Shenoah Allen and Mark Chavez are The Pajama Men
(© Nolan Rudi)
Shenoah Allen and Mark Chavez are The Pajama Men
(© Nolan Rudi)
If you want to see performers who can do marvelous impersonations, impressive physical comedy, and make even a hoary knock-knock joke sound funny, you could try watching Saturday Night Live -- or you could guarantee yourself some hearty laughter by catching The Pajama Men in The Last Stand to Reason, which concludes a too-brief run at St. Ann's Warehouse with two shows on Saturday, February 19.

The "men" -- Shenoah Allen and Mark Chavez -- first met in Alburquerque, and have since found success with this show in such places as London and Edinburgh. And it's no surprise they've been a hit across the pond, since they occassionaly bring to mind the silliness and absurdity of Monty Python.
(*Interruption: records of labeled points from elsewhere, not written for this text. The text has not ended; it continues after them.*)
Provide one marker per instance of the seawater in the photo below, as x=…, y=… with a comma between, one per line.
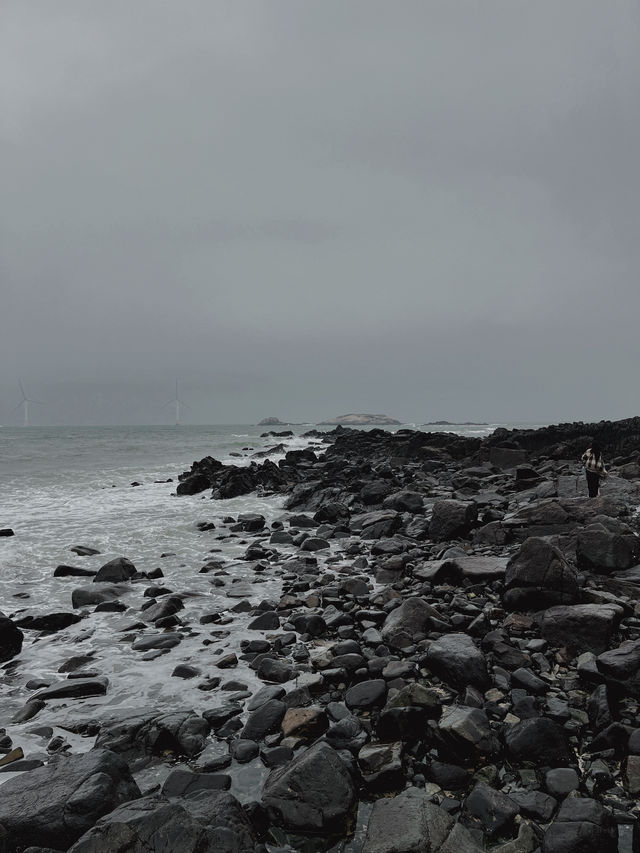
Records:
x=66, y=486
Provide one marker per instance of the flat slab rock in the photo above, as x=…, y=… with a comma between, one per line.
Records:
x=458, y=568
x=73, y=688
x=409, y=822
x=54, y=805
x=207, y=822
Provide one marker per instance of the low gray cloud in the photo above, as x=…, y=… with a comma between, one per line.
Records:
x=301, y=209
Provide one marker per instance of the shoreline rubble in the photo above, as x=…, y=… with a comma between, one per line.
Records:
x=453, y=663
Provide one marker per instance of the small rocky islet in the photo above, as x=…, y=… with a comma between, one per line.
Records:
x=453, y=663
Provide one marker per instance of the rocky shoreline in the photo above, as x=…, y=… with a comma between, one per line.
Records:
x=453, y=663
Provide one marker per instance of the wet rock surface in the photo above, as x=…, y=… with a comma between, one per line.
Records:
x=452, y=663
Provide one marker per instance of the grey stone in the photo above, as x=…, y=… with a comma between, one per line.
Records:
x=585, y=627
x=209, y=822
x=115, y=571
x=55, y=804
x=539, y=576
x=452, y=519
x=409, y=823
x=457, y=660
x=313, y=793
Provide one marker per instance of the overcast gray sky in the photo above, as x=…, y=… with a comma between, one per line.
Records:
x=301, y=208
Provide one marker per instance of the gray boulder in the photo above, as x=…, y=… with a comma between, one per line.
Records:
x=621, y=663
x=10, y=639
x=600, y=550
x=585, y=627
x=457, y=660
x=207, y=822
x=539, y=576
x=466, y=733
x=409, y=622
x=582, y=826
x=135, y=733
x=539, y=740
x=55, y=804
x=265, y=719
x=409, y=823
x=452, y=519
x=313, y=793
x=115, y=571
x=405, y=501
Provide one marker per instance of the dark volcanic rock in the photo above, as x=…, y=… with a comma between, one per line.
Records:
x=55, y=804
x=366, y=694
x=409, y=622
x=115, y=571
x=495, y=810
x=10, y=638
x=539, y=576
x=51, y=622
x=585, y=627
x=313, y=793
x=136, y=733
x=457, y=660
x=409, y=823
x=602, y=551
x=452, y=519
x=73, y=688
x=193, y=485
x=205, y=822
x=582, y=826
x=265, y=719
x=539, y=740
x=466, y=733
x=63, y=571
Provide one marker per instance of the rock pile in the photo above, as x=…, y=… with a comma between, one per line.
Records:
x=453, y=665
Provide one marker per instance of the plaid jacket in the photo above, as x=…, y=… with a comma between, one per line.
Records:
x=596, y=466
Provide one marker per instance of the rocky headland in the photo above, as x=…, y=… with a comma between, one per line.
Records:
x=360, y=420
x=453, y=663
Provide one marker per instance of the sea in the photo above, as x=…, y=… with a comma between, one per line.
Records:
x=113, y=489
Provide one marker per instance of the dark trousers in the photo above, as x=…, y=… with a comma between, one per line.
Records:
x=593, y=481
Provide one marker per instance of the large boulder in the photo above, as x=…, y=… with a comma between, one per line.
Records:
x=405, y=501
x=582, y=826
x=207, y=822
x=410, y=823
x=539, y=740
x=585, y=627
x=313, y=793
x=10, y=638
x=539, y=576
x=55, y=804
x=452, y=519
x=601, y=550
x=409, y=622
x=465, y=733
x=137, y=733
x=115, y=571
x=457, y=660
x=193, y=485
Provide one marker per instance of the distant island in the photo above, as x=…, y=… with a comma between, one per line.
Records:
x=360, y=420
x=278, y=422
x=455, y=423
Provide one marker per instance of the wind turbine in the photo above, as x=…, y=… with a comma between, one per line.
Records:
x=178, y=402
x=25, y=403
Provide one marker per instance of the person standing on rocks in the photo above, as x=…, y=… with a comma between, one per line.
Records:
x=594, y=468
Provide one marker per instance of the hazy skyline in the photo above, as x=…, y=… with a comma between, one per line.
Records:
x=429, y=209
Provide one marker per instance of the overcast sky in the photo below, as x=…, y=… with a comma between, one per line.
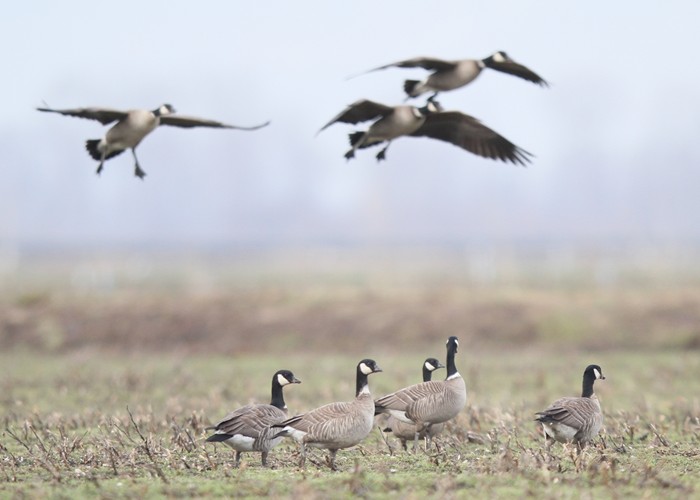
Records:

Moreover, at many times during their 75-minute shaggy-dog story, which takes place during a train ride, the show feels a bit reminscent of the Brit hit, The 39 Steps, as the pair constantly change from one character to another.

Among those vividly brought to life are a variety of train employees and passengers, including a supervisor with an unusual flair for painting (you may never think of horses the same way again), a pair of middle-aged women traveling without their husbands, a straight-arrow detective, a sleazy magician, and even the possessed ghost of a little girl. Each characterization, even when slighlty too broad, is precise, and the array of accents and physical detail Allen and Chavez use is quite remarkable.

Even though the show feels slightly improvised -- which adds to the merriment --one wishes a few bits were shorter and that the storyline was a bit sharper with a stronger payoff. But the proceedings never put you to sleep, which is a lot more than I can say for certain episodes of a long-running late-night comedy show!

One last note: while they don't make any noticeable use of their titular gimmick (the fact that they perform in pajamas and barefeet), they also prove you don't gotta have a gimmick to please the crowd.